In addition, about 0.15 MPa of SF ₆ gas is filled in the ground tank 2 for insulation between the high voltage conductors 14 and 15 and the high voltage main circuit portion of the vacuum interrupter 10 and the ground tank 2 of the ground potential or the earth potential. Since this SF ₆ gas has excellent insulation performance, the SF ₆ gas can perform its function at low pressure.

5 shows a cross-sectional view of a vacuum interrupter 10 of the prior art. Both ends of the ceramic insulating tube 22 are sealed with a metallic fixed side end plate 23 and a movable side end plate 24 to form a vacuum container. One end of the fixing lead 13 is fixed to the center of the fixing side end plate 23. The movable lead 11 extends through the through hole 24a formed in the center of the movable side end plate 24. One end of the bellows 25 is fixed to the inner surface side of the periphery of the through hole 24a of the movable side end plate 24. The other end of bellows 25 is fixed to movable lead 11. The fixed electrode 26 and the movable electrode 27 are fixed to the inner ends of the fixed lead 13 and the movable lead 11, respectively, so that the fixed electrode 26 and the movable electrode 27 face each other. The main shield 28 is provided on the inner side of the longitudinal center of the insulating tube 22. Terminal shields 29 and 30 are provided on the inner sides of the fixed side end plate 23 and the movable side end plate 24, respectively. Secure the bellows shield 31 so that part of the bellows 25 covers the movable lead 11.

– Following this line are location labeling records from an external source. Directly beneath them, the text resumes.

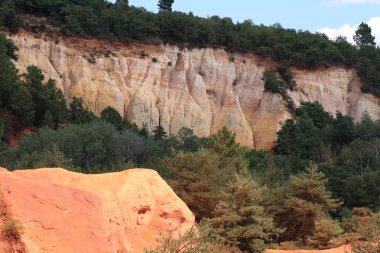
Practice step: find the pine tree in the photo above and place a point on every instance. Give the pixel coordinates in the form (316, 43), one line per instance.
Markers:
(305, 214)
(363, 36)
(197, 179)
(241, 219)
(165, 5)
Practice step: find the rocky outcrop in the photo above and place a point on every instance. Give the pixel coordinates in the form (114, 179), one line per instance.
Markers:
(203, 89)
(63, 211)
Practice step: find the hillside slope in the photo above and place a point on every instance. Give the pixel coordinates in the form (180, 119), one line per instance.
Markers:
(203, 89)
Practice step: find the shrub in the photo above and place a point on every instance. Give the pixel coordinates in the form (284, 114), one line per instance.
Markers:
(12, 229)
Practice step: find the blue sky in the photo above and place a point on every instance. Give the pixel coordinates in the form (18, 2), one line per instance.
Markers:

In the vacuum circuit breaker, the connecting and opening operations are made according to the following method.

When the operation mechanism is driven in response to the connection command, the connecting operation moves the movable lead 11 through the lever and the insulating operating rod 12, and the movable lead 11 causes the movable electrode 27 to contact the fixed electrode 26, thereby conducting conductors 14 and 15. Make an electrical connection between them. In the opening operation, the insulating operation rod 12 is pulled through the lever by the operation mechanism in response to the opening instruction, and the movable lead 11 is moved, and the movable lead 11 separates the movable electrode 27 from the fixed electrode 26, and the conductor 14 Break the connection between and 15.

In the vacuum interrupter 10, the vacuum in the vacuum vessel is maintained by the bellows 25, which can expand and contract even when the movable lead 11 moves during the connecting and opening operation. Bellows 25 has a structure that can withstand a slight pressure difference between the vacuum on the outside and the pressure of the SF ₆ gas on the inside. However, bellows 25 is made of a thin sheet of metal material, such as stainless steel, so that if the pressure differential increases beyond a certain level, bellows 25 will experience what is called buckling. Therefore, the pressure of the SF ₆ gas in contact with the inner side of the bellows 25 needs to be about 0.2 MPa or less. In addition, SF ₆ gas has recently been required to reduce its use as much as possible in order to prevent global warming due to its high global warming coefficient.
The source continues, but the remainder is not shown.